Watched "Melancholia" (With Kirsten Dunst) Last Night

I watched Melancholia with Kirsten Dunst, Charlotte Rampling, and Kiefer Sutherland (amongst others) last night. Anyone else watch this recently (Netflix, of course)? My husband nailed the review for it (without even having watched it) - it was a big, slow bummer. Absolutely gorgeous movie, mind you, but nothing happened until the very end, and it was a long slow time of nothing happening and me wondering why the hell I’m watching this movie, anyway.

Oh, sure, the planet does get blown up at the end, but nothing at all happens until then.

Kirsten Dunst had a very nice wedding dress on for the first half of it, though. I did like that. :slight_smile:

I like it better when she wasn’t wearing it. :smiley:

I liked the movie overall, though it’s one of those movies where it helps to be in a contemplative mood.

I enjoyed it, and not because of Dunst nudity. I didn’t find the slow pacing and character focus to be a minus.

The Dunst nudity didn’t do much for me. :slight_smile: I don’t mind a contemplative, slow movie, but I’d like something to happen!

You thought there was character focus, Skald? I didn’t get that at all - they just seemed to be these flat characters who had no depth at all to me.

Blind post: How’d you get her to come over? :wink:

I saw the movie. I thought it was gorgeous. The problem for me is that I didn’t find any of the characters to be sympathetic.

Two people above have said nothing happened. But things happened, for example:

She cancelled her wedding and threw away her career by having sex with a groomsman.

Her brother in law killed himself.

A planet slowly approached and finally engulfed the Earth, destroying everyone and everything on it.

And another thing that happened, though this was stretched out over the course of the film: She and her sister over the course of the film traded places in terms of who’s the one who’s got it together and who’s the fuckup.

It’s this last one that is the heart of the story IMO.

I saw it in the theater and I found it affecting. Made me rather… melancholy for about a week, in a thoughtful smacked-by-the-sublime environmental angst sort of way. It got to me-- about every other of his movies just kicks my ass like that. The others, eh. Shrug.

A lot happened before the end, whether what happened was interesting is a different matter. The actual end was the least interesting part of it.

Personally, overall I quite liked it but did find that I couldn’t watch it for very long at home. Took several sessions.

I thought I took care of that with the brackets in the OP. :smiley:

I’m open to the idea that I didn’t understand the movie; I didn’t get much of anything out of it. So the sisters switching roles was the point, eh? I totally didn’t get that.

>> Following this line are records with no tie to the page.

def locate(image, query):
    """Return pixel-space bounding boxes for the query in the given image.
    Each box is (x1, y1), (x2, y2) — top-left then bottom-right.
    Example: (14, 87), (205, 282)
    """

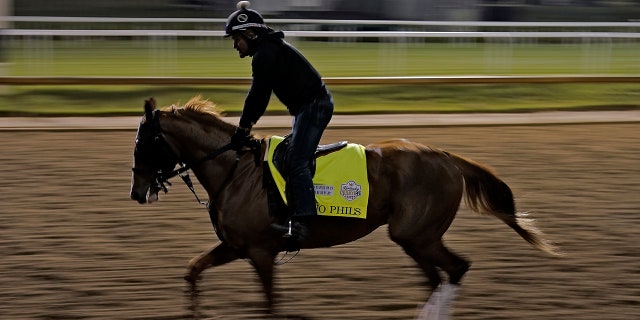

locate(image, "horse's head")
(131, 98), (178, 204)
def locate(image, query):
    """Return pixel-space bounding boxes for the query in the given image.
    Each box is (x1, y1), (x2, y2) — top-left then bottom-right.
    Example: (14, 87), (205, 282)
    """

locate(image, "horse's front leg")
(184, 242), (239, 284)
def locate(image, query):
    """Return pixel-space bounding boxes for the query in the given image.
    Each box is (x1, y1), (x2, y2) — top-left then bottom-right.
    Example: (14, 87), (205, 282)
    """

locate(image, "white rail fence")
(0, 16), (640, 84)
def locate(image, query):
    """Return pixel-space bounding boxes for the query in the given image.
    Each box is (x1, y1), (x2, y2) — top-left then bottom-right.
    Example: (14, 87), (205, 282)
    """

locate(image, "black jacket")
(240, 31), (327, 128)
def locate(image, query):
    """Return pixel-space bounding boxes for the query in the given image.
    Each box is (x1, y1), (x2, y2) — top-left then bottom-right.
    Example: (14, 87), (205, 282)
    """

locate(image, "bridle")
(131, 110), (260, 207)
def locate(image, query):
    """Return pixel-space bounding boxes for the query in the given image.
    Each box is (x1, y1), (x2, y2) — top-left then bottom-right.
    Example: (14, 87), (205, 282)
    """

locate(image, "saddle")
(263, 135), (348, 218)
(273, 135), (348, 179)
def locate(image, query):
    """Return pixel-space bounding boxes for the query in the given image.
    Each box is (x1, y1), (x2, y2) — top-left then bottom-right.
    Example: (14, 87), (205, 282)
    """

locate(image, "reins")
(137, 112), (260, 209)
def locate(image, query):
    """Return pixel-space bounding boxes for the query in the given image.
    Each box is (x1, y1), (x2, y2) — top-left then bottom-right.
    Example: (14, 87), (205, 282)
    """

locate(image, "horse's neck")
(165, 117), (265, 201)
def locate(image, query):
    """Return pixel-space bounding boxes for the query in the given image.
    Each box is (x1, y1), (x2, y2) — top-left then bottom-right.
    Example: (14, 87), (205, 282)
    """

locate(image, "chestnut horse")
(131, 97), (555, 311)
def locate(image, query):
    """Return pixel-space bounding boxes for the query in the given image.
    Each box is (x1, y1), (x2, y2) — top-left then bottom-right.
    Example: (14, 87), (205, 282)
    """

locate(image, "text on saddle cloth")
(265, 136), (369, 219)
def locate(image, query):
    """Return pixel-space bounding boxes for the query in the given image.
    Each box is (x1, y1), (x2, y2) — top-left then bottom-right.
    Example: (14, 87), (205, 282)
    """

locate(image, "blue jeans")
(286, 93), (333, 217)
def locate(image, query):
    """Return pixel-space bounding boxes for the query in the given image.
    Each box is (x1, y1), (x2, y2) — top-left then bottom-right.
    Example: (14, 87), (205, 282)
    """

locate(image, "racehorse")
(131, 97), (557, 311)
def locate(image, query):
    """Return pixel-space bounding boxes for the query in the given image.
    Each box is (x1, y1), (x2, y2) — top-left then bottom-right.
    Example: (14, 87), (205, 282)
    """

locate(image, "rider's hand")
(231, 127), (251, 151)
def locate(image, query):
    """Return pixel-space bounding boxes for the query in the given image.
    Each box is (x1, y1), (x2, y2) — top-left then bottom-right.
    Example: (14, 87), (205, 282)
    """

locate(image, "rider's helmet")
(224, 1), (267, 37)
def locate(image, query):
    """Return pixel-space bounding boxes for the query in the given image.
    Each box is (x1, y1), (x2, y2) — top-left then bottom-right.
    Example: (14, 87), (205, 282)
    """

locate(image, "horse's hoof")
(184, 271), (202, 284)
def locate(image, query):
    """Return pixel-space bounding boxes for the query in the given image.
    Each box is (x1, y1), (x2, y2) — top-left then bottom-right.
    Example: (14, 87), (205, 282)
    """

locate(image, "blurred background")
(0, 0), (640, 114)
(0, 0), (640, 320)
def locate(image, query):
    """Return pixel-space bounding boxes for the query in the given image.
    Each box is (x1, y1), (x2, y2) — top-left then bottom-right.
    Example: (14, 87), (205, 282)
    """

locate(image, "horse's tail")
(449, 153), (560, 255)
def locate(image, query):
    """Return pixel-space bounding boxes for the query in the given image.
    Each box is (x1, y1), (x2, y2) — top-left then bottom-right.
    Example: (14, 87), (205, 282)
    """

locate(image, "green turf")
(0, 38), (640, 115)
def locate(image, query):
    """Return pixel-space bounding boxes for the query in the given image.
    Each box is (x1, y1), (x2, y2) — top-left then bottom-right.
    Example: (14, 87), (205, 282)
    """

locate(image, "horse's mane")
(165, 95), (233, 131)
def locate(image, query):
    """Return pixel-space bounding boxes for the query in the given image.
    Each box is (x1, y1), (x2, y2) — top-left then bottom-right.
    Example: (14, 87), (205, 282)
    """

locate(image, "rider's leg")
(272, 91), (333, 238)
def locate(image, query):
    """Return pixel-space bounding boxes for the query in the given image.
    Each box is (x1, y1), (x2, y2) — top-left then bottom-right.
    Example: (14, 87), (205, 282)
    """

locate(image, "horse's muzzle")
(131, 190), (147, 204)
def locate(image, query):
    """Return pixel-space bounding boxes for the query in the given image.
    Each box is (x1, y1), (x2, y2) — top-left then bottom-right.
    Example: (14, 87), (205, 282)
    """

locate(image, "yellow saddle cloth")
(267, 136), (369, 219)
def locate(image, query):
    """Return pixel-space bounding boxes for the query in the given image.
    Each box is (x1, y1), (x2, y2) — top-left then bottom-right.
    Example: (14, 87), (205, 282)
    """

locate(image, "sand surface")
(0, 123), (640, 320)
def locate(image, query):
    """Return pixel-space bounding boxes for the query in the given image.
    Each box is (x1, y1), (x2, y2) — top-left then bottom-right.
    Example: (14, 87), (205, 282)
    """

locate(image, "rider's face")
(231, 33), (249, 58)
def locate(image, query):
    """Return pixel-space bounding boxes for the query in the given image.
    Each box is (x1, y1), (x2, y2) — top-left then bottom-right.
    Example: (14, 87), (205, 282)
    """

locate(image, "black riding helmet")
(224, 1), (268, 37)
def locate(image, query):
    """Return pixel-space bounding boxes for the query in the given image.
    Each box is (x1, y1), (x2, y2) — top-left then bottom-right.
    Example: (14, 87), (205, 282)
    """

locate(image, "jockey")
(225, 1), (333, 241)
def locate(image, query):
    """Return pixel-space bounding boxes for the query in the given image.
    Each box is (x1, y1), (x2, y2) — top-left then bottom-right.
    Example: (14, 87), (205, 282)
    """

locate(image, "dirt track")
(0, 123), (640, 320)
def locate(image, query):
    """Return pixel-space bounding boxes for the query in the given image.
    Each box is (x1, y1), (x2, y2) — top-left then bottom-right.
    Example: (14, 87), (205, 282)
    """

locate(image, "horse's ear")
(144, 97), (156, 121)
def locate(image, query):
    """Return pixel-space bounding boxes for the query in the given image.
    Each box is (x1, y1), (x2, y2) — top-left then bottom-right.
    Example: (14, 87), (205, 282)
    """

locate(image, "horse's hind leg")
(428, 239), (470, 284)
(184, 242), (239, 284)
(249, 248), (276, 313)
(402, 245), (442, 290)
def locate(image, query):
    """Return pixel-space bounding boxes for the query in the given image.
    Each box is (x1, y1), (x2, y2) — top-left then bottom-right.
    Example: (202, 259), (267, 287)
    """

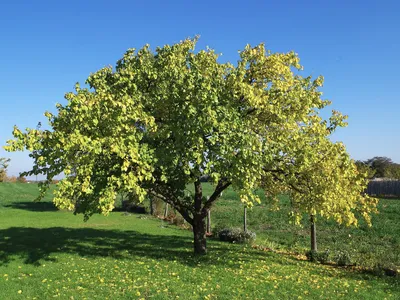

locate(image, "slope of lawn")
(0, 183), (400, 299)
(184, 183), (400, 271)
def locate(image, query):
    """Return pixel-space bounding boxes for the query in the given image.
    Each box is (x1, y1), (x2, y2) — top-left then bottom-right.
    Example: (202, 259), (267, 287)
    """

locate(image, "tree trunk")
(310, 215), (318, 252)
(243, 206), (247, 232)
(207, 209), (211, 234)
(150, 197), (154, 215)
(193, 215), (207, 255)
(164, 203), (168, 219)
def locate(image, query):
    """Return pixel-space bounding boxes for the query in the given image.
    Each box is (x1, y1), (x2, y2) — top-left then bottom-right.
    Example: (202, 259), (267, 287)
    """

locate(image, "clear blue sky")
(0, 0), (400, 175)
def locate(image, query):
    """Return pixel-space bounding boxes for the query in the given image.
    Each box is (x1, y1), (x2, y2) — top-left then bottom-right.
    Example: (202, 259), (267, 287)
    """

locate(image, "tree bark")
(207, 209), (211, 234)
(150, 197), (154, 216)
(192, 180), (207, 255)
(193, 215), (207, 255)
(164, 203), (168, 219)
(243, 206), (247, 232)
(310, 215), (318, 252)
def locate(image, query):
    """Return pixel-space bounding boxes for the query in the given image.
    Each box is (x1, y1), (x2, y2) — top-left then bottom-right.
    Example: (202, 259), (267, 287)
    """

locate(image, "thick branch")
(202, 180), (232, 214)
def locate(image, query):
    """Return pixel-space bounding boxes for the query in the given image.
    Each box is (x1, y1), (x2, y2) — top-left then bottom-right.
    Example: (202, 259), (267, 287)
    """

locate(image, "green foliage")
(204, 186), (400, 269)
(355, 160), (376, 179)
(6, 39), (376, 253)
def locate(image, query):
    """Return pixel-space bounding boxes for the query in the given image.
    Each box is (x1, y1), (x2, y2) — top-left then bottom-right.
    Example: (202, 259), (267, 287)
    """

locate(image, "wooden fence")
(367, 180), (400, 198)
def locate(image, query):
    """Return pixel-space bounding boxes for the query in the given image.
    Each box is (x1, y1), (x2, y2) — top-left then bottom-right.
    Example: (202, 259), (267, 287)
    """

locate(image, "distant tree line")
(356, 156), (400, 180)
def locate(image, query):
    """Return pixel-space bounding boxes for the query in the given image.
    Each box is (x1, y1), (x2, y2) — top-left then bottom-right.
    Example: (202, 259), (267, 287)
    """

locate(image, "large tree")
(262, 116), (377, 251)
(6, 39), (376, 254)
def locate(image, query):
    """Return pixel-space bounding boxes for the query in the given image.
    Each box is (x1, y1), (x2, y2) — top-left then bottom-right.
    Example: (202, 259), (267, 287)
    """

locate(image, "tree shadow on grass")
(0, 227), (396, 289)
(4, 201), (58, 212)
(0, 227), (268, 267)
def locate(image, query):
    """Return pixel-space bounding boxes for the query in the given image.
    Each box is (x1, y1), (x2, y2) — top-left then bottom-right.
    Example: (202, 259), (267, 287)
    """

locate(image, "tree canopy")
(6, 39), (373, 253)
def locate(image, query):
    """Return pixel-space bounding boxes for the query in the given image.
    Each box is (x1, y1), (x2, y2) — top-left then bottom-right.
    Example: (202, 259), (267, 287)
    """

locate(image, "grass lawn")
(205, 184), (400, 270)
(0, 183), (400, 299)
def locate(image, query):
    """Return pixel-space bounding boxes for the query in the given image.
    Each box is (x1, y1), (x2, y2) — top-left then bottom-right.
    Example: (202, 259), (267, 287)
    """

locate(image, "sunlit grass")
(0, 184), (400, 299)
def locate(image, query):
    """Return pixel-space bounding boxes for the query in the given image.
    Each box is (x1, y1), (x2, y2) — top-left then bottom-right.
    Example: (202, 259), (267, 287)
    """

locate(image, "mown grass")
(191, 184), (400, 269)
(0, 184), (400, 299)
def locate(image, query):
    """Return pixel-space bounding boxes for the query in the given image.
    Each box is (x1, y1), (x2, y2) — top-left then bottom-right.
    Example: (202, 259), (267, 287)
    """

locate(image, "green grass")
(0, 183), (400, 299)
(198, 184), (400, 269)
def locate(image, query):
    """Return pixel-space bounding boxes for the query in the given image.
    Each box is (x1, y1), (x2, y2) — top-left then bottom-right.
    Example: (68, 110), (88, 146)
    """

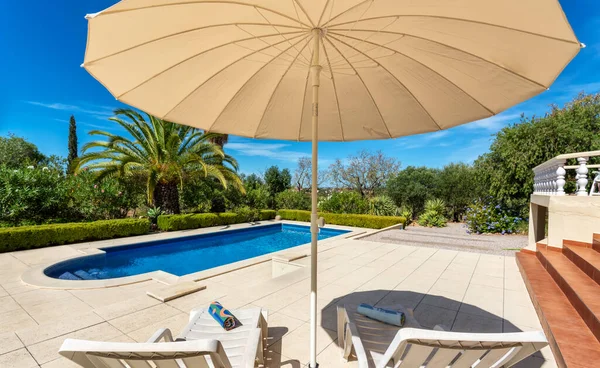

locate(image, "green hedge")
(0, 219), (150, 252)
(278, 210), (406, 229)
(157, 210), (275, 231)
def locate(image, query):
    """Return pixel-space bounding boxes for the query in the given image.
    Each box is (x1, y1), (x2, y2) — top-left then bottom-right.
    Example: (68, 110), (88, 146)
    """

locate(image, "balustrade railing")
(533, 151), (600, 196)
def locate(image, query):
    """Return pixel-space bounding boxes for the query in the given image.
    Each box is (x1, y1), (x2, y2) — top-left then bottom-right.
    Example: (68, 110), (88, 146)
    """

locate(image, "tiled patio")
(0, 234), (556, 368)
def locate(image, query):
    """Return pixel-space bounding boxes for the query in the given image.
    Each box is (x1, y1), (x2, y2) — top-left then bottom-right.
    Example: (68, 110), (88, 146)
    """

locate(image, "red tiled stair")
(517, 237), (600, 368)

Wait – a movie called “Melancholia” was a big, slow bummer? I’m shocked!

:wink:

Yeah, I maybe could have seen that coming. :slight_smile:

I saw it when the DVD came out. I thought it was well done and enjoyed the visuals and the atmosphere.
It is a Lars Von Trier film, so I would think you kind of know what to expect going into it.

I think it was one of the main tools used to express the theme of the film. Her depression equipped her to deal with The End Of Everything level-headedly, with poise and sensitivity. Those are traits we would have assigned to her sister as long as we were able to ignore the fact that The End Of Everything was coming.

While things could still sell themelves as “normal,” Dunst’s character seemed childish and impetuous and dysfunctional. But at the end of the film, she was able to justly accuse her sister of childishness, and was able to help her nephew through by modeling calm acceptance, while her sister thrashed around uselessly, her dignity lost, all the way to the final moment.

I really liked the surface elements; namely the tension of the inexorable approach of that planet.

The scene it the beginning from outer space where we see it crash into the earth was excellent.

Later on, as Kiefer is killing himself in the barn, when his wife uses the coat hanger thing to verify the planet is getting further away but it turns out to be so much closer my stomach dropped out. The agonizing dread inspired by that one moment just killed me.

And the final impact was both satisfying and anti-climactic, which was of course fitting because there was no life left in the entire universe to experience a denouement.

That was pretty shocking - but it was going away! It was just going to be a near miss! What’s it doing coming back again?!?

They showed the irregular path it took earlier when one of the women was doing internet research. We saw a printout of its path. Here is a link to what the printout looked like from the wikipedia page about the movie. Whether or not that path is plausible is something else, but that’s what we were shown.

Wow - that’s erratic. That makes more sense about why it came back again.

As for the husband committing suicide, what a douchebag! Bogarting the death pills! Not cool!